- Genre: Comedy
- Directed by: Mark Goode
- Starring: Pat Paulsen; Billy Sands;
- Country of origin: United States
- Original language: English
- No. of seasons: 1
- No. of episodes: 13

Production
- Executive producers: Ken Kragen; Neil Rosen;
- Producers: Bill Carruthers; Mark Goode;
- Editors: Richard F. Wilson; Emil Zvarich;
- Running time: 30 min
- Production companies: Carruthers Company; Picky Video; ABC;

Original release
- Network: ABC
- Release: January 22 – April 16, 1970

= Pat Paulsen's Half a Comedy Hour =

Pat Paulsen's Half a Comedy Hour is an American half-hour television variety show that ran on ABC-TV on Thursday nights at 7:30 p.m. from January 22, 1970, to April 16, 1970.

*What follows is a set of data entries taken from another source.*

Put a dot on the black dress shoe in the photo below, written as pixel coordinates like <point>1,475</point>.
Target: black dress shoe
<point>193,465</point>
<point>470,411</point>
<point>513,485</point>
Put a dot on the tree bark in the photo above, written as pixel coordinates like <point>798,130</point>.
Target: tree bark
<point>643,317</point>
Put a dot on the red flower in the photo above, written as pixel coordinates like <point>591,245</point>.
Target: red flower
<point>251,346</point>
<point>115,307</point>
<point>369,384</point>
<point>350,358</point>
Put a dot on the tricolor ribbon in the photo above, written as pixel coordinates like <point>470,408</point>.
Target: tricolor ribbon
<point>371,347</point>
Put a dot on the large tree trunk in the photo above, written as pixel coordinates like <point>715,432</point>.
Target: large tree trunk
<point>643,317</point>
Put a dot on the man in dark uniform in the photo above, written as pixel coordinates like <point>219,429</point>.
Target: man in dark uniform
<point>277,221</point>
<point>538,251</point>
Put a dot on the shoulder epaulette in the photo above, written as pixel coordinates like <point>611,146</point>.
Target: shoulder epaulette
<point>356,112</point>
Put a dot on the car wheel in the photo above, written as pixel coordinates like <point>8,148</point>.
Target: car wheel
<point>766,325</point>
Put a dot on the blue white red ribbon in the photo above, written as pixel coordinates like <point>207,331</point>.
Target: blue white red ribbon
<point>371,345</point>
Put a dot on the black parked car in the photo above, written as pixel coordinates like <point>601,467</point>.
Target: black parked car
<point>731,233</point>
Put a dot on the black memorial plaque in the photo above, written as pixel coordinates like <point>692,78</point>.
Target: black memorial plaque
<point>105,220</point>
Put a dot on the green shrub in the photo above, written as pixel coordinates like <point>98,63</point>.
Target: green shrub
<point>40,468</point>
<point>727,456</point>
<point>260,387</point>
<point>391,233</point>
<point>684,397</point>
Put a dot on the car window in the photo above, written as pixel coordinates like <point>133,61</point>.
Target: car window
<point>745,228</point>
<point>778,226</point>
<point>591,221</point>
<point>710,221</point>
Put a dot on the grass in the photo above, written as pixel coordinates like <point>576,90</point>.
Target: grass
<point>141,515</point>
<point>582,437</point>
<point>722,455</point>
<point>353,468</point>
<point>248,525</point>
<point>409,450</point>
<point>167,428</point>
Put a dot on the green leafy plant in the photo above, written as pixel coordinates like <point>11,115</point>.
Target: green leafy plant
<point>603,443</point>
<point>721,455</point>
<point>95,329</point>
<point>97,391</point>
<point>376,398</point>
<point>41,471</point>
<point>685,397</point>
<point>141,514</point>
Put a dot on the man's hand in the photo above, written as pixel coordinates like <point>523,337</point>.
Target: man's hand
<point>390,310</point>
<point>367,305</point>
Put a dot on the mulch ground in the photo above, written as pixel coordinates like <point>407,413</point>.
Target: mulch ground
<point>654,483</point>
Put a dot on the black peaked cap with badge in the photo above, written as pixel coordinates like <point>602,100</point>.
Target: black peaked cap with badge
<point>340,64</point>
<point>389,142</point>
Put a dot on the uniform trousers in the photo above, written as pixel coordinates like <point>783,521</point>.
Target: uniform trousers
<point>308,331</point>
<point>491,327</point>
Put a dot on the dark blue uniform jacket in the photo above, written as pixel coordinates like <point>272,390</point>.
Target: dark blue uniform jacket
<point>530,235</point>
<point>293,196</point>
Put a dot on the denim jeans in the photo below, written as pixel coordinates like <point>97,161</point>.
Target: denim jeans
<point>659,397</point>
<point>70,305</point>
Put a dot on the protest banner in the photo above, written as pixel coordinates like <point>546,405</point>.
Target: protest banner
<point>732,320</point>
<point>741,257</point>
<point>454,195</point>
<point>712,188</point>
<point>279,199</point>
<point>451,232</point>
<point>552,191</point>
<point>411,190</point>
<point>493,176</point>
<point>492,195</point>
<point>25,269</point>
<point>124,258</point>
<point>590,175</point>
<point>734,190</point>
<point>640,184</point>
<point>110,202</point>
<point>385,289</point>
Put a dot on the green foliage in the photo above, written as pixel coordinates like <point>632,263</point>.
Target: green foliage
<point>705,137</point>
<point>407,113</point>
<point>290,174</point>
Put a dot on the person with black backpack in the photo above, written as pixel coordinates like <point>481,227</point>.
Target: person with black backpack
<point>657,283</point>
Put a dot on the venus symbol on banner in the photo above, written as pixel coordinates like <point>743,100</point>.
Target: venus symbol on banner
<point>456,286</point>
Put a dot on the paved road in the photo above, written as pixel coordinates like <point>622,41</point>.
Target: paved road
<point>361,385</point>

The star was Pat Paulsen, who ran for the office of President of the United States in 1968. Paulsen had been a regular on The Smothers Brothers Comedy Hour. Jean Byron was a semi-regular. Writers included Steve Martin.

Paulsen often spoofed Then Came Bronson and played a science teacher. Guest stars included Hubert Humphrey, Angie Dickinson, Tiny Tim, Miss Vickie, Mike Connors, Dan Blocker, Henry Fonda, Tommy Smothers, Don Rickles, Don Adams, Carl Betz, the animated Daffy Duck and Foghorn Leghorn and Joey Heatherton. On the April 9, 1970, episode, Paulsen sang the song "Did I Ever Really Live?", which was from his Mercury record album, Live at the Ice House.

The show was cancelled after 13 episodes.

MPI released the entire series on DVD in 2009.

The series is available on Amazon Prime Video and Tubi.